A lista de produtos com tarifas elevadas inclui mais de 1.200 itens: máquinas, componentes eletrônicos, computadores, celulares, roteadores, servidores, equipamentos médicos, agrícolas e de construção, entre outros.
Arrecadação imediata, indústria no futuro
O relatório da IFI aponta que, desde 2023, o governo federal tem adotado aumentos pontuais de tributos para lidar com o que o documento chama de “estrangulamento fiscal”.
Integrantes do governo justificam a medida como política de proteção à indústria nacional. A IFI, no entanto, coloca em dúvida essa narrativa ao observar que os dois efeitos da medida não ocorrem no mesmo prazo.
“O efeito arrecadatório é imediato, já a substituição de produtos e insumos importados por produção nacional, se ocorrer, se dará a médio e longo prazos”, afirma o documento.

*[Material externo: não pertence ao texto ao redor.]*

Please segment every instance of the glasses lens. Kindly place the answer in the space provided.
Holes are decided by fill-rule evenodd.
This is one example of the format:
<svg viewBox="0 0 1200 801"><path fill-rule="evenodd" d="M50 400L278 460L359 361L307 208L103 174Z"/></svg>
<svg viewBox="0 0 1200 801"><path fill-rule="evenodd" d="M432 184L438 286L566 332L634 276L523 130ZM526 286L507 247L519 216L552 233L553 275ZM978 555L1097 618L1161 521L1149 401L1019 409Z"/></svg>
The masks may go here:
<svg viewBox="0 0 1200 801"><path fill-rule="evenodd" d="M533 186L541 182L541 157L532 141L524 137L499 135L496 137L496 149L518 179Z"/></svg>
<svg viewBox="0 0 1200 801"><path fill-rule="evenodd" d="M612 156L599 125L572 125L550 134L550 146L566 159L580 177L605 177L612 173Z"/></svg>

O instituto registra ainda que porta-vozes do governo têm minimizado o impacto fiscal da medida – postura que contrasta com as projeções bilionárias do próprio relatório.
Controvérsia sobre protecionismo
A IFI também questiona a eficácia histórica do protecionismo tarifário como motor de industrialização no Brasil. O tema, segundo o documento, divide especialistas e não encontra respaldo em evidências empíricas mais recentes.
O relatório menciona os resultados iniciais das tarifas impostas pelo governo do presidente dos Estados Unidos, Donald Trump, como exemplo.
“O efeito industrializante de medidas protecionistas, via tarifas de importação, ao longo da história econômica brasileira, é ponto controverso na literatura especializada e contradita evidências empíricas recentes, como os resultados iniciais do tarifaço adotado pelo governo do presidente Donald Trump alcançados pela economia americana”, conclui o texto da IFI.